Tujuan penulisan makalah ini adalah untuk memberikan pemahaman dan pengetahuan sejarah kepada pembaca, serta memiliki gambaran atas pergerakan politik Islam di Indonesia dari awal kemerdekaan hingga saat ini. Makalah ini juga bertujuan untuk memberikan perspektif lain kepada pembaca, tentang perubahan tujuan mayoritas gerakan politik Islam Indonesia yang cenderung meninggalkan cita-cita lama, yaitu penerapan Syariat Islam dan pembentukan negara Islam menuju hal-hal yang lebih substansif, yaitu penerapan nilai-nilai dan ajaran Islam dalam kehidupan masyarakat madani yang sejahtera, adil, dan berkemajuan.
Rumusan Masalah
Berdasarkan abstrak dan latar belakang di atas, maka focus permasalahan dalam tulisan ini, yaitu:
1. Bagaimana perjuangan politik Islam guna mewujudkan Syariat Islam sebagai dasar negara pada era Orde Lama?
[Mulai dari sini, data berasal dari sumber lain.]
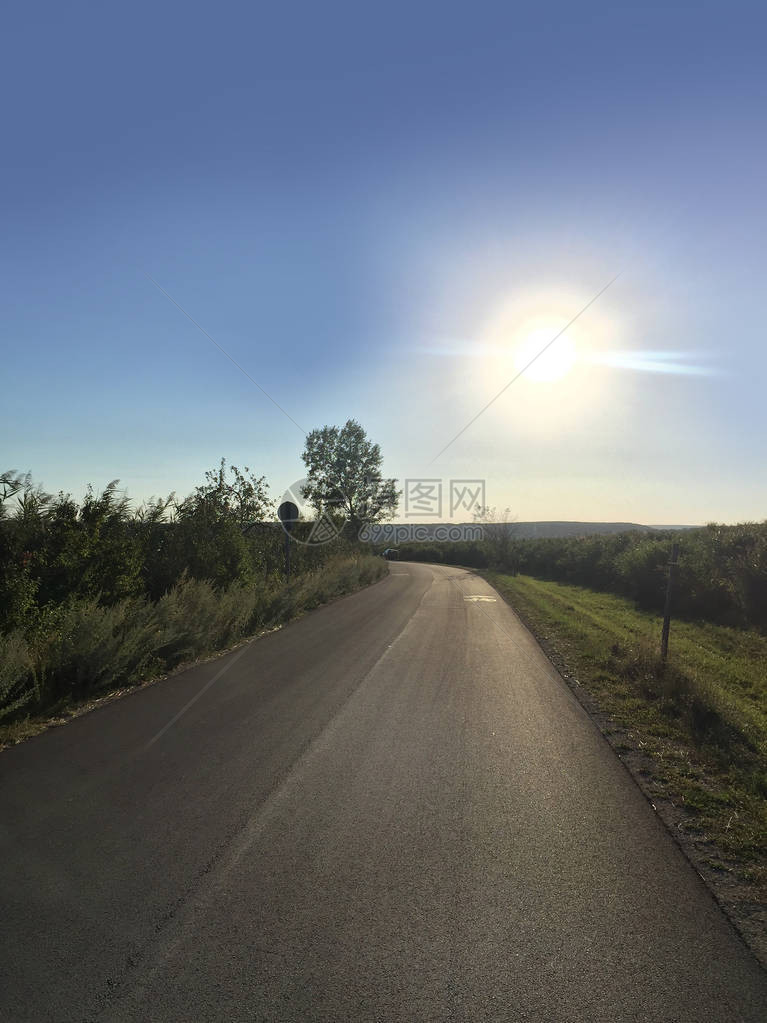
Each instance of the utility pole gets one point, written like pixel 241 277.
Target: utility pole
pixel 673 565
pixel 287 514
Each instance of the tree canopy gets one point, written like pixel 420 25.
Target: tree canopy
pixel 344 475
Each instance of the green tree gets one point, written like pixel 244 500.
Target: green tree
pixel 344 476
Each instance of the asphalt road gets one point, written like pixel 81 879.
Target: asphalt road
pixel 392 809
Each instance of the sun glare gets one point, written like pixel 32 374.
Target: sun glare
pixel 555 362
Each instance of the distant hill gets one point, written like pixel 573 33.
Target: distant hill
pixel 537 530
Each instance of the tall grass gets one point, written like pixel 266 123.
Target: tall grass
pixel 83 648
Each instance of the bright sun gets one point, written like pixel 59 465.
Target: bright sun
pixel 555 362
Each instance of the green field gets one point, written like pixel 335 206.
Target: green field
pixel 700 724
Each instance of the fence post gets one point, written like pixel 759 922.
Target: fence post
pixel 667 610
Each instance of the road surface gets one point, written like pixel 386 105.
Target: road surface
pixel 392 809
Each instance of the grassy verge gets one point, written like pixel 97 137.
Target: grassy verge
pixel 82 653
pixel 693 732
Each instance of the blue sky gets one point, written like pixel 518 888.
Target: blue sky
pixel 371 208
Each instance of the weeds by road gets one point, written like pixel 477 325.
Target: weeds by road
pixel 693 732
pixel 82 651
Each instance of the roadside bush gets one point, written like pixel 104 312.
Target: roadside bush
pixel 17 684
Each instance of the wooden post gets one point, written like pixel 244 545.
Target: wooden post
pixel 667 610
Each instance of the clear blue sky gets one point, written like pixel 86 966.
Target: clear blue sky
pixel 371 208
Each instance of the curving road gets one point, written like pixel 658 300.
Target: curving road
pixel 391 810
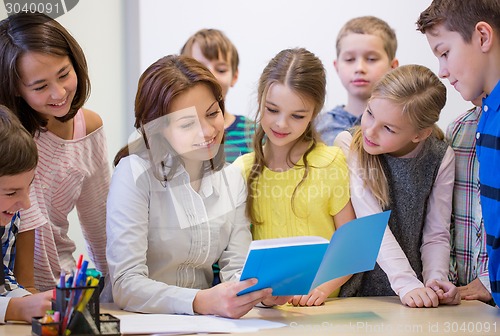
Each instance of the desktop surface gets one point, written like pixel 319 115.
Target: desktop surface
pixel 357 316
2. Bagaimana perkembangan politik Islam di masa Orde Baru?
3. Bagaimana proses peralihan orientasi kalangan Islam politik di Indonesia dari yang awalnya memperjuangkan penetapan Syariat Islam sebagai dasar dan hukum negara menuju pembentukan masyarakat madani yang berasaskan nilai-nilai Islam?
Landasan Teori
Islam politik (political Islam), dapat dilihat sebagai upaya kaum Muslim untuk menerapkan syariat Islam sebagai dasar kehidupan sosial-politik suatu bangsa dan negara.[6] Islam politik memiliki beragam variasi, mulai dari yang berkarakter moderat dalam hal-hal peribadatan serta progresif dalam aspek penerimaan terhadap sistem demokrasi dan mekanisme majority rules atau politik elektoral, kelompok yang fundamentalis dalam kehidupan bermasyarakat dan literal dalam memahami ayat-ayat suci namun masih menerima sistem politik modern semacam pemilihan umum, hingga kelompok-kelompok yang menggunakan jalur kekerasan sebagai bentuk perjuangam politiknya, termasuk cara-cara terorisme.[7]
Dalam hal ini, penulis hanya memfokuskan kajian pada kelompok Islam politik, baik berupa ormas maupun partai yang moderat dan mengakomodasi adanya negara bangsa (nation state) dalam lingkup demokrasi.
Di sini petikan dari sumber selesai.